Education Secretary Terrel H. Bell, charging that American schools have become "academically flabby," yesterday urged school boards to require students to pass comprehensive exams before allowing them to be graduated from high school or promoted to certain key grades.
Bell, a former high school science teacher and state and local school superintendent, told a breakfast meeting with reporters here that in most American schools "upward movement is now automatic," a practice that he said has led to low standards and low achievement.
"There ought to be firm standards that students have to meet to move up the ladder," Bell said. "There ought to be no nonsense about it. Then you would have a lot more homework, because everyone would have to try to pass the tests, and a lot less 'Starsky and Hutch.'"
He said the standard-setting might be done by state education officials, such as the competency test requirements that 36 states, including Virginia and Maryland, have adopted over the past five years.He said he opposed national tests for graduation or promotion as an unwarranted extension of federal control.
But Bell said he strongly favored uniform tests, beyond those individual teachers might give, at the end of grades 3, 6, 9 and 12, the key divisions of the public school program.
"That way everybody, teachers and students, would be hustling," Bell said. "There would be a lot more creative tension in a system that has become academically flabby."
Many parent groups and school officials have suggested in recent years that increased testing might be an antidote to slipping academic performance, though the idea has drawn heated opposition from the national Eductaion Association, the nation's largest teachers' union.
Shirley Hufstedler, Bell's predecessor as education secretary, strongly questioned the value of standard tests.

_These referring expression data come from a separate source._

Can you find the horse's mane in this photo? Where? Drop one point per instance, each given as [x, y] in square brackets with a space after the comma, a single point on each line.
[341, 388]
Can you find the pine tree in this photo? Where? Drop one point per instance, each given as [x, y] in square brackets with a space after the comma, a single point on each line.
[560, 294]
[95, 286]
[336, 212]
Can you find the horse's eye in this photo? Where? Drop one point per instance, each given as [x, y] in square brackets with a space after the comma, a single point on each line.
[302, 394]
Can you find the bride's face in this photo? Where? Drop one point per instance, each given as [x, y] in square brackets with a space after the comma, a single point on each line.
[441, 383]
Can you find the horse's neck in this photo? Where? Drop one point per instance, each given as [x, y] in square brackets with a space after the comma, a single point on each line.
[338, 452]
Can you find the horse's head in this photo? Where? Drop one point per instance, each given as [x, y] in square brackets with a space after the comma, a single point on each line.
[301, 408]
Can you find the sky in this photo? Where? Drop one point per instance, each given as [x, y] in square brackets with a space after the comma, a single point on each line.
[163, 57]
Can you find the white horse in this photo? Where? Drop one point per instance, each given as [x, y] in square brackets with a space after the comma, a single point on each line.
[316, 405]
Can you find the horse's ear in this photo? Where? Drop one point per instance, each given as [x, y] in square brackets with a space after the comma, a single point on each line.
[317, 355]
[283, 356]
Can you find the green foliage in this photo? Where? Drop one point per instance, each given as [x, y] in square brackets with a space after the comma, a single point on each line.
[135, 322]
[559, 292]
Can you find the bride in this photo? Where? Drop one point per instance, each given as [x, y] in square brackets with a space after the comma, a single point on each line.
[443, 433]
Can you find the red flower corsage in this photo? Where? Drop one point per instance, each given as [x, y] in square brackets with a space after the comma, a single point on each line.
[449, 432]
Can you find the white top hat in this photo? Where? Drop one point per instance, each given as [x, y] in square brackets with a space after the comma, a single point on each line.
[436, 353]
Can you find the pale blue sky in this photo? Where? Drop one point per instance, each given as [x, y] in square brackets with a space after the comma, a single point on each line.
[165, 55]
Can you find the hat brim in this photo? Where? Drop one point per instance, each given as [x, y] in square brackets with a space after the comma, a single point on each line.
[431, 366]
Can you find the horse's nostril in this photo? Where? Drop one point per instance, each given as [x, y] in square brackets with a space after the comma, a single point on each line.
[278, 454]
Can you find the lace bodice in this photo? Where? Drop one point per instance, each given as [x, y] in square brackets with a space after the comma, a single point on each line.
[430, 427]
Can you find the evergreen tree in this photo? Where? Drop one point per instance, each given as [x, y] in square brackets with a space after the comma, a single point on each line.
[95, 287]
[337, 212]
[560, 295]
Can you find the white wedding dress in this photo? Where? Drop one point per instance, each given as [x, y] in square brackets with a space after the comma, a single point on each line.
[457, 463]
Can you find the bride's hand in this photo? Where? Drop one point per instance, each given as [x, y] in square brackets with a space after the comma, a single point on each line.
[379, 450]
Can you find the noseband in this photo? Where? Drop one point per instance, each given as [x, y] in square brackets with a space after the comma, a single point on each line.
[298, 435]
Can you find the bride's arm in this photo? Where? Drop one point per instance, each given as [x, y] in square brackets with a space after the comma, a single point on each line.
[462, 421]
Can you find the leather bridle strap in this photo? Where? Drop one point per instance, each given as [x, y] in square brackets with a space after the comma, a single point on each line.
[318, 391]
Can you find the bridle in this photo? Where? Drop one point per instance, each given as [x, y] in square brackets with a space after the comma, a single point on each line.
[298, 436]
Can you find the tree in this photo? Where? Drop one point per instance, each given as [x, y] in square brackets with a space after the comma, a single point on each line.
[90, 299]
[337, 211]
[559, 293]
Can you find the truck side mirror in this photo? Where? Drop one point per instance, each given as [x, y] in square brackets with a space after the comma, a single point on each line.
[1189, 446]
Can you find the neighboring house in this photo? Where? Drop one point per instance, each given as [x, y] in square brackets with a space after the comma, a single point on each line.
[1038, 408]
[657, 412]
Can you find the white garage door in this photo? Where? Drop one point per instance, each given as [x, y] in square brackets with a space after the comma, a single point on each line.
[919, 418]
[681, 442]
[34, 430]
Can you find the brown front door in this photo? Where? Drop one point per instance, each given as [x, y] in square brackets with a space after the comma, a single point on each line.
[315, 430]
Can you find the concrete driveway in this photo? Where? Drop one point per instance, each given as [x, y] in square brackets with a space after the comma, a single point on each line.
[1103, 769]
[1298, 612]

But Bell said he favored them.
"More and more, I'm coming to the conclusion that if you Don't have some tests, you don't have quality control," Bell said. "If you measure performance, you're going to improve it. If you don't measure it, then you get lazy."
In response to other questions he repeated his pledge to cut federal regulation of local school systems drastically as part of the Reagan administration's plan to replace categorical federal aid for specific school programs with block grants.
Although Bell said the details of the administration bill haven't been completed, he said he expects it to require that federal money to spent on low-income and handicapped students, although without the current elaborate federal rules.
On testing, Bell praised the program for system-wide promotion standards introduced in Washington by former superintendent Vincent Reed, whom President Reagan has nominated as assistant secretary for elementary and secondary schools in the Education Department.
Bell said he preferred local school systems to set their own standards rather than having statewide requirements, because often the state requirements have been too low.
State rules are better than nothing, Bell continued, "But ther ought to be something that stretches the capabilities of all the students, not just a low minimum." Bell suggested that some of the questions require essays, not just multiple-choice answers.
"The important thing is for every board to have some no-nonsense standards," he said, "and for everybody to know what they are."